Re: POD HD PRO Converters vs Apogee
by HDProJohn on 2012-12-03 16:49:39

I'll give the reason for my first reply to hopefully make it clearer. I too haven't had much exposure with preamps or converters, and hence can't recommend one of those preamps. I can only recommend going to a production forum and asking dudes who do this for a living or are serious hobbyist. In my group, we run a cheaper Focusrite preamp into a Presonus Firestudio. That sounds far superior to the time when I've ran an SM7 into the Pod and used the "vintage preamp."

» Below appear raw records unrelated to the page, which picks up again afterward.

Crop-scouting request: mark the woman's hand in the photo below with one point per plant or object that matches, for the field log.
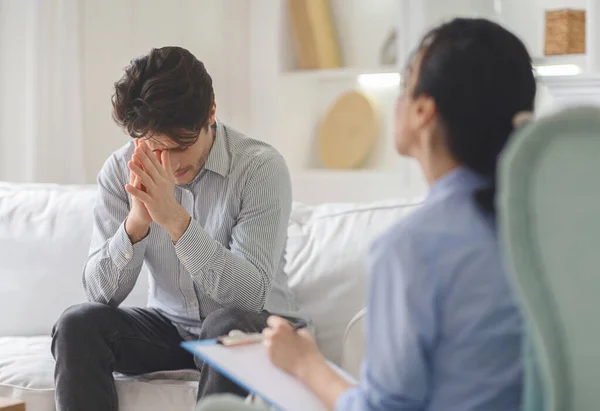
(291, 350)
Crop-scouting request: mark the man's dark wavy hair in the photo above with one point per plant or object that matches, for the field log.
(168, 91)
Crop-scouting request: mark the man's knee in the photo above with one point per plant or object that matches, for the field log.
(79, 320)
(223, 320)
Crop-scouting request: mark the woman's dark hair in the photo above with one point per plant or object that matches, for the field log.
(479, 75)
(167, 91)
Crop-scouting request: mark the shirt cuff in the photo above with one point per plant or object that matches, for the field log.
(124, 254)
(195, 248)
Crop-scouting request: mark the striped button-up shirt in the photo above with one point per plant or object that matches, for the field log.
(232, 253)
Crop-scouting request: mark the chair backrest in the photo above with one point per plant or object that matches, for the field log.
(549, 215)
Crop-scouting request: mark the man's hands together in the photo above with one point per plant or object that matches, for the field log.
(152, 186)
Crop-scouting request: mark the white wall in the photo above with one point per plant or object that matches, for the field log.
(115, 31)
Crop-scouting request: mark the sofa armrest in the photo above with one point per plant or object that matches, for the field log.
(354, 344)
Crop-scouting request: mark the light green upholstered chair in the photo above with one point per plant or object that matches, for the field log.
(549, 218)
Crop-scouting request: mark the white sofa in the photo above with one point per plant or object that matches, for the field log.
(44, 238)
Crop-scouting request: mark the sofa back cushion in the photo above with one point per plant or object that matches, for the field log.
(326, 255)
(45, 233)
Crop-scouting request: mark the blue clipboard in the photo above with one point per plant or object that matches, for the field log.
(250, 368)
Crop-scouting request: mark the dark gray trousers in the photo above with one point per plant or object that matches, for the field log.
(92, 340)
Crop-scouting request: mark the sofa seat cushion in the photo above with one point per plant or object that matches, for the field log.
(27, 368)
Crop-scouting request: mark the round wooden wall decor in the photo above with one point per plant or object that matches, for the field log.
(348, 131)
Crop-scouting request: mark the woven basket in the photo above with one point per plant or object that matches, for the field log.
(565, 32)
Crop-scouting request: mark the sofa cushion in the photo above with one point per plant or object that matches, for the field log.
(27, 367)
(326, 253)
(45, 232)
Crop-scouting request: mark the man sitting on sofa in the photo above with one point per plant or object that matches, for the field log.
(204, 206)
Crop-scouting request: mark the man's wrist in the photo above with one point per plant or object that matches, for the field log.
(136, 231)
(179, 224)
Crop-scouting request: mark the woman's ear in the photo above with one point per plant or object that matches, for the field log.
(522, 118)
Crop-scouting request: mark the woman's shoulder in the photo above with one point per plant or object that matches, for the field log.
(449, 224)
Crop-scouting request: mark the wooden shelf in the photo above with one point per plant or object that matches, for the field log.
(337, 74)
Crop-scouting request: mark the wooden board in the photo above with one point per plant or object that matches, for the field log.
(348, 131)
(314, 34)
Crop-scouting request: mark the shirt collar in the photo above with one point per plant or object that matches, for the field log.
(459, 179)
(218, 158)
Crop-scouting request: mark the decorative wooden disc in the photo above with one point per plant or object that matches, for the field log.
(348, 132)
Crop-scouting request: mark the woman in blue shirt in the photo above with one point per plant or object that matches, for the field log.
(443, 328)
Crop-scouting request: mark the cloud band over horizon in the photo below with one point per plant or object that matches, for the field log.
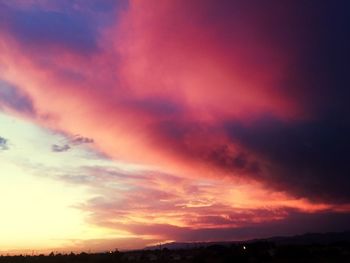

Hopefully a guru can step in and offer better input regarding the Pod's transparency. Not sure if the Pod's preamps or converters are more so responsible to the end sound. If irishpriest above is correct, then it looks like you'll need both a preamp and interface. However, I'm sort of with mdmayfield above where he places least importance on the converter/interface. I know that the Firestudio is nothing special, yet you see bands like Periphery and Red Seas Fire who are famous for home demos using one. I think that says something about the converter/interface in relationship to a preamp. Makes me want to look up the comparisons between the converters of the Pod and entry level interfaces/Duet.